Mit dem Nachmittagszug, der sonst immer die besuchenden Verwandten brachte, kamen die Ausreißer unter der Bedeckung eines Gendarmen still und müde zurück. Bis in die Nähe von Freiburg waren sie in den beiden Tagen gekommen. Sie hatten die Nacht hauptsächlich zum Wandern benutzt, aber Samberger war nicht fähig gewesen, seinen Hunger zu beherrschen, und hatte am hellen Morgen ein Dorf abgefochten. Dabei hatte er auch den Lehrer nicht geschont, und zu seinem und Kleibers Unglück war dieser Lehrer ein ehemaliger Demutter Bruder, der sofort die Anstaltsuniform erkannte. Er hielt ihn mit Kaffee und Butterbrot solange fest, bis jemand von der Ortspolizei da war, um den einen Ausreißer vorläufig in Gewahrsam zu nehmen. Als Kleiber endlich scheu wie ein Waldtier im Dorf erschien, um den Kameraden zu suchen, wurde er ebenfalls hochgenommen, und alle guten Fleppen nützten nun nichts. Eine telegraphische Anfrage in Demutt brach ihnen vollends das Genick. Am nächsten Tag fuhren sie bereits per Schub wieder der Anstalt zu, wo man sie sofort dem Herrn Vater vorführte. Der Gendarm wurde indessen in der Küche abgespeist; er tischte den Weibern ganze Räubergeschichten über die Arrestanten auf.

Der Vorführung wohnten zwei Brüder bei. Sie verlief ungewöhnlich leidenschaftlich. Der Herr Vater, schwer gereizt durch den dreifachen Ausbruch, der sich im Land herumreden mußte, und durch das wieder erschienene Zeichen an der Haustür, faßte die Ausreißer überaus scharf an. Kleiber setzte dieser Tonart einen festen, runden Trotz entgegen und weigerte alle Auskunft. Samberger, mehr dekorativen Methoden zugeneigt, wurde ausfallend, erging sich in wilden Redensarten, und vergaß sich so weit, daß er das Messer aus der Hosentasche zog, bevor ihm jemand wehren konnte, und es vor dem Herrn Vater in den eichenen Tisch hieb.

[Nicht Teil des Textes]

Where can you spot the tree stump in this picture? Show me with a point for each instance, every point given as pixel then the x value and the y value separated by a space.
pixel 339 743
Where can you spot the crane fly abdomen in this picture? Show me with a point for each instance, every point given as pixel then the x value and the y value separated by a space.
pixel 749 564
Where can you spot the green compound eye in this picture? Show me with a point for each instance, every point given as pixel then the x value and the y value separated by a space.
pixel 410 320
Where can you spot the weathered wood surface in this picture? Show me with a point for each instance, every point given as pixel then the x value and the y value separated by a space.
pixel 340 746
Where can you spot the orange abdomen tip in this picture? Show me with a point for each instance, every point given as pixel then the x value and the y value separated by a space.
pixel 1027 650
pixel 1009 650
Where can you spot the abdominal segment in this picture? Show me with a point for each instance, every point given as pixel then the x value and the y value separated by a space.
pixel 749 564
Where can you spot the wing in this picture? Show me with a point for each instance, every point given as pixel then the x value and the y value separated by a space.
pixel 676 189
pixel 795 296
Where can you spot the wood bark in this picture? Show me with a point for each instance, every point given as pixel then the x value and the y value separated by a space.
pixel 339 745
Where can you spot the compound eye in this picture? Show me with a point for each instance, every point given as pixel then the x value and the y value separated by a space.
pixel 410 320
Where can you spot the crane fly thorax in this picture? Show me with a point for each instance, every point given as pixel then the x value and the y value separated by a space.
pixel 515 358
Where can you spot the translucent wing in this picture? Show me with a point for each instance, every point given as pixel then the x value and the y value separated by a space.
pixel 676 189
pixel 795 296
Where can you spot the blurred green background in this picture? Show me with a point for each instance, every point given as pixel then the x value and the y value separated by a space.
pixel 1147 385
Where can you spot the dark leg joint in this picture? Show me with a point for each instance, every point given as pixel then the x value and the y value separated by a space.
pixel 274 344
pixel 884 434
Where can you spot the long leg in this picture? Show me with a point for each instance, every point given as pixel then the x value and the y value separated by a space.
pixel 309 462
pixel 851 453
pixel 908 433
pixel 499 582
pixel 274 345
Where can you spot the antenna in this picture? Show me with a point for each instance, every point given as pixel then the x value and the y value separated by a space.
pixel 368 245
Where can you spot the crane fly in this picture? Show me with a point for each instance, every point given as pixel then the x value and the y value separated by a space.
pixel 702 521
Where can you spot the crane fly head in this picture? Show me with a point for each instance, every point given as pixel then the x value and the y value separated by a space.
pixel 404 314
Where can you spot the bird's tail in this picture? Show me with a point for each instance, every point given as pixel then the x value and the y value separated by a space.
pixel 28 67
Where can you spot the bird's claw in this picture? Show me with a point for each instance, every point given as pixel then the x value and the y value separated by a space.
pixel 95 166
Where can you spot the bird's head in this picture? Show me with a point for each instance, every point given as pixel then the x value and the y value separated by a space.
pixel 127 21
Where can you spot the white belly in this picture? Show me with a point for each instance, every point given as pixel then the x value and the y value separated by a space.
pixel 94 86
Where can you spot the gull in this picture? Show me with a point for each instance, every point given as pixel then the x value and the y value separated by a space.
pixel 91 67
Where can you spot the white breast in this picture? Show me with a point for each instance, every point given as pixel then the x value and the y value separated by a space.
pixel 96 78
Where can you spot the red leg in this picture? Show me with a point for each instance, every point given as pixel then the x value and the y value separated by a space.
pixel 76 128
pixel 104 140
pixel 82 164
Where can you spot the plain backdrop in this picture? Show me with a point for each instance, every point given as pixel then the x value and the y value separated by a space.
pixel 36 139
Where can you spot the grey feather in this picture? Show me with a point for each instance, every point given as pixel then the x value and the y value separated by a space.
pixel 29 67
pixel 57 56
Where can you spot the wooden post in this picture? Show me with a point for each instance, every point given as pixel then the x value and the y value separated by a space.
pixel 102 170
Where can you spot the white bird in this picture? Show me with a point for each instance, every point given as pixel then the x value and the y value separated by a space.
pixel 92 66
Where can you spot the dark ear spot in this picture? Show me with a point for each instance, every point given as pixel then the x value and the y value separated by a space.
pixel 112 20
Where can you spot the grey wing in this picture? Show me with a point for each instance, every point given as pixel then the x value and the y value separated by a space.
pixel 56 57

Einen Augenblick war es totenstill in dem Raum, während der Herr Vater tief erbleichte und nach Fassung rang. Die Brüder waren vollends erstarrt. Dann befahl der Herr Vater, man solle die beiden auf den Boden des alten Schlosses führen und sie dort eine Nacht lang unter Bewachung halten. Vorher wurden sie nach weiteren Werkzeugen untersucht. Dabei kamen die Heimatscheine zutage. Über den Weg, der sie in deren Besitz gebracht hatte, verweigerten sie einmütig die Auskunft. Der Herr Vater ließ in den Fächern nachsehen; sie waren leer, und an Stelle der Papiere fand man die schwarzen Kreuze.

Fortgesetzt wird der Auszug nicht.